もはや 一言で『マルチリンガル』と済ませるには恐れ多い能力です。

 別の知人によると、義務教育課程にある子供を連れての移住の場合、すぐに現地の学校に通学するのではなく、授業内容を理解するための語学学校に1年程度通学する必要があるのですが、知人の子はなんと3カ月で語学学校を卒業し、オランダ人の子どもが通うオランダ語での授業が行われる学校に編入したそうです。語学学校の先生からの提案で、知人の子については十分言語を理解する能力があると判断されたため、通常の1年通学にはこだわらず、その子のレベルに応じた編入を進められたそう。

 知人一家はもともとインド系の移民のため、オランダ語はもちろん初めて触れる言語です。過去に6カ国での居住経験があり、知人の子も各国で現地の学校に通う等して各国の言語に触れていたため、言語に対する順応力がついているのではないかとのことでした。

 私自身、純日本人家庭で育った日本生まれ日本育ち。

 高校時代は英語科に通い、英語をある程度習得したため、英語だけでは面白くないなと感じ、大学では中国語を専攻しました。これは語学あるあるかと思いますが、今まで「外国語」の認識で英語を勉強していて、さらに中国語が入ってきたものだから、

『我 like 酒』

 など、英語と中国語が混同することもしばしば。

 同じクラスのほとんどが、英語と中国語版のルー大柴でした。

 その後、縁があってトルコで暮らすことになったのですが、トルコはもちろんトルコ語です。観光地へ行けば日本語や英語が話せる方がいらっしゃいますが、日常生活は99%トルコ語。1%は色等、簡単な英単語であれば通じる方もいらっしゃるので、1%としました。当時(10年程前)はトルコ語習得なしではまともに生きていけない環境でした。

 このため、トルコ語を習得することになったのですが、3カ月程度で日常会話に支障ない程度までのレベルに達しました。これには友人も驚いていました。
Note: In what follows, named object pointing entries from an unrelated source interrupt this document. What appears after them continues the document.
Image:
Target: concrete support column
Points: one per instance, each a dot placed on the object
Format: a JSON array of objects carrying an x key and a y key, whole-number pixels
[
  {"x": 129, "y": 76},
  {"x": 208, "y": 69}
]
 これはトルコ語が日本語と文法がほぼ同じという理由もありますが、自分なりに考察したところ、今まで英語や中国語は「外国語の勉強」として、椅子に座り、机に教科書を開いて、先生の話を聞いて答えを書く等して語学を学んできました。

 しかし、トルコ語の場合は、毎日起きて夜寝るまでトルコ語漬け。周りはトルコ人ばかりで日本語どころか英語を理解する人はゼロ。トルコ語は全く分からなくても

「トイレはどこ?」「これはいくら?」「病院に行きたいんだけど?」

 と、毎日の何気ない疑問や必要な情報を聞いて理解する必要があります。誰も助けてくれません。

 毎日トルコ語を聞いて、得たい情報について、文法が間違っていようが発音が変であろうが声にだして質問する。文法が間違っていても通じるし、発音がおかしければ直してくれる。

 この繰り返しで、3カ月も経てばある程度ニュースを理解して、トルコ人のお茶会でも話題は何か、今何について聞かれているのか、何と答えるべきかを理解できる程度までになりました。

 今まで中学・高校6年間で学んだ英語、大学4年間で学んだ中国語よりも、日常会話であればトルコ語が最もリラックスして会話することができます。

 結局、生活に必要であって、毎日当たり前に触れて、聞いて理解して実際に自分で発信することの繰り返しが言語なのだと感じます。

 日本の義務教育でも、インプットばかりでなくアウトプットの機会をたくさん設けることでより習得への道が近道になるのに、もったいないなぁと感じています。